Extend Cache
Configuration
The 'Extend Cache' filter is enabled by specifying:
- Apache:
ModPagespeedEnableFilters extend_cache
- Nginx:
pagespeed EnableFilters extend_cache;
in the configuration file. This is equivalent to enabling all three
of extend_cache_images
, extend_cache_scripts
,
and extend_cache_css
.
Also see: extend_cache_pdfs.
Description
'Extend Cache' seeks to improve the cacheability of a web page's resources without compromising the ability of site owners to change the resources and have those changes propagate to users' browsers.

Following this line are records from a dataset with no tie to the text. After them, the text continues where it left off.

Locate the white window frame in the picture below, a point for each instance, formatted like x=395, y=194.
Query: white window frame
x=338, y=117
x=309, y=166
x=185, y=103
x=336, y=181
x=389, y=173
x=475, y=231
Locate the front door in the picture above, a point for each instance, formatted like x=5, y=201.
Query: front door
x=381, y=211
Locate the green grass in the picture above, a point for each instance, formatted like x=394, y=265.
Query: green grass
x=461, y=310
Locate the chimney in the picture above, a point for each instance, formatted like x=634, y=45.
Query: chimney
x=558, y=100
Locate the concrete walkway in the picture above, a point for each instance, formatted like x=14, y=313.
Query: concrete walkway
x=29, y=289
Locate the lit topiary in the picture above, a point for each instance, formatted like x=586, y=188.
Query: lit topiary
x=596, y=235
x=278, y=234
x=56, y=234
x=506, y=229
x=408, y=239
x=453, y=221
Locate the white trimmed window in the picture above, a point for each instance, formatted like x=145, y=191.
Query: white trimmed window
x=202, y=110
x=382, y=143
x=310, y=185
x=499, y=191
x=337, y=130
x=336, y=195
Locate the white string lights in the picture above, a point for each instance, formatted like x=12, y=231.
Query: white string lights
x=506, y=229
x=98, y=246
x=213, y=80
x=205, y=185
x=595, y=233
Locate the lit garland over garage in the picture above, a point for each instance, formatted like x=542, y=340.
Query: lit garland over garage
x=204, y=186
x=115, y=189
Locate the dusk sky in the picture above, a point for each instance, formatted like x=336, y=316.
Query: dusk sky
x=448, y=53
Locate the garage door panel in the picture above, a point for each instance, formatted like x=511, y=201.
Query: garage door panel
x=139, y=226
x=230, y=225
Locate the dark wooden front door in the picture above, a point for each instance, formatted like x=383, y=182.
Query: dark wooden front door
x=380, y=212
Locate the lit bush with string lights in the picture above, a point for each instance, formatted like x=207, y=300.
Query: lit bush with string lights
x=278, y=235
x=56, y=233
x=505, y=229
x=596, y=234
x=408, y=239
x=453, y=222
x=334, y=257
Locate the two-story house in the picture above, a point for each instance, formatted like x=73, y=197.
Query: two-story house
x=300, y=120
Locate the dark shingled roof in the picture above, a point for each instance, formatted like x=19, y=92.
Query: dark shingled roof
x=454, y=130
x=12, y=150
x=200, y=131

This filter is based on the best practice to optimize caching, as applied to the browser.
Operation
The 'Extend Cache' filter rewrites the URL references in the HTML
page to include a hash of the resource content (if
rewrite_css
is enabled
then image URLs in CSS will also be rewritten). Thus if the site
owners change the resource content, then the URL for the rewritten
resource will also change. The old content in the user's browser
cache will not be referenced again, because it will not match the new name.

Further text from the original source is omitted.